After spending several hours painting, and hundreds of dollars on supplies, Serge Dubé feels no remorse in destroying his own artwork. As an artist who produces 300 to 400 paintings a year, cutting up a few is just quality control, he said.
“There’s been a lot of paint that’s gone down the drain,” Dubé said.
“Ten, fifteen thousand dollars in materials because it didn’t work. And I can’t do anything about it except try again, so it’s taken me a while to master this technique.”
But all that wasted paint has been money well spent in that Dubé has developed a style very different from most artists.
He doesn’t use any brushes, for one, and also prefers to dump an entire container of acrylic paint onto the canvas — to get the brightest, strongest pigment possible — than use just a few dabs.
He calls it a “happy accident” that happened about 10 years ago while he was experimenting with new ways to use paint.
“This is not abstract, it is very impressionistic,” Dubé said. “I can control the dripping and the fluidity of the paint more easily.
“There are two special formulas that I put into my work, and if I push the formula to one side then I get a lot more movement in the paint, or I can keep it really sticky and really thick. “Every painting here, to get this colour impact, I would need to go 10, 15, 20 times over with a brush. But when I pour the paint, it’s like pouring 35 per cent cream onto the table. You know how thick it is? That’s the same thing. When it dries and all settles it gives it that powerful palette.”
Dubé estimates that he spends close to $7,000 a year on paint, which has translated into more than 11,000 pieces sold over the last 30 years.
“I never run out of ideas,” he said. “I don’t have the white page syndrome. I don’t have to think twice about what I’m doing. I do something and then figure out after what it means. I just go and then let the public figure it out.
“That’s why I do a lot of quality control. There’s some pieces in there that are at the end of their life expectancy, they haven’t grabbed anyone, so I’ll either destroy them or keep them as a souvenir.”
Prior to developing his impressionistic acrylic technique, Dubé did all types of work — spray paint on plexiglass, watercolours, oil, surrealism.
“Anything to make a living,” he said.
Dubé first moved to Vancouver from Montreal in his early 20s with $35 in his pocket.
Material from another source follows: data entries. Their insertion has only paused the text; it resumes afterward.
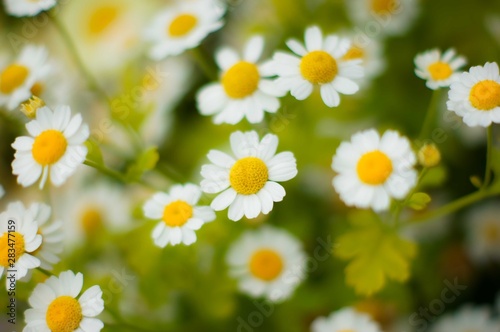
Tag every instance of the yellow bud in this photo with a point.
(429, 155)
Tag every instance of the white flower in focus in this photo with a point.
(372, 169)
(319, 63)
(243, 90)
(54, 150)
(268, 263)
(248, 182)
(178, 214)
(55, 306)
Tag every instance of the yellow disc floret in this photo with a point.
(374, 167)
(182, 25)
(64, 314)
(485, 95)
(241, 80)
(248, 175)
(177, 213)
(49, 147)
(266, 264)
(13, 77)
(318, 67)
(11, 247)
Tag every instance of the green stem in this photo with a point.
(489, 150)
(70, 45)
(430, 116)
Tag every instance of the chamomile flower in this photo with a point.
(343, 320)
(483, 233)
(268, 263)
(439, 70)
(243, 90)
(27, 7)
(178, 214)
(183, 26)
(55, 149)
(476, 95)
(372, 169)
(378, 18)
(467, 319)
(19, 78)
(18, 241)
(320, 63)
(56, 306)
(247, 182)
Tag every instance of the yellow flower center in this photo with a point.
(101, 18)
(64, 314)
(440, 70)
(177, 213)
(374, 167)
(383, 6)
(485, 95)
(241, 80)
(11, 247)
(266, 264)
(318, 67)
(182, 25)
(354, 53)
(248, 175)
(49, 147)
(13, 77)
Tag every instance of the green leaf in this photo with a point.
(419, 201)
(375, 254)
A friend found him a job in Vancouver as a postman, but a visit to an art studio in White Rock quickly changed all of that.
“There was a call for me with the art, I quit my job, and I became an artist,” he said.
He has had many studios over the years, and has largely been based out of White Rock, until a recent move to Salt Lane in downtown Langley last April.
Art lovers who are planning to take the annual Langley Art Studio Tour this year will be able to watch Dubé at work in his ‘Oxford Street Studio,’ named for the small building he formerly occupied in White Rock.
No matter where Dubé is situated, his paintings always finds their owners, he said.
In one case, someone asked him for a painting he had done 10 years earlier and, remarkably, he still had it in storage.
“I’m just the gatekeeper here,” he said. “I keep my paintings until they go away to their owners. A lot of different paintings mean different things to different people.”
But don’t expect him to create the same thing twice.
“Each painting is a moment,” he said. “There’s always a few where I’m like ‘how did I do that?’ I try to get back into the mood and try to redo them, but it’s difficult.”
One of the most memorable paintings Dubé ever did was a commissioned piece for a couple in Calgary. Their 19-year-old son had recently passed away and they wanted a piece of artwork to commemorate his life.
“When I delivered the painting to them, the emotion from the mom, from everyone, you become a part of that,” said Dubé.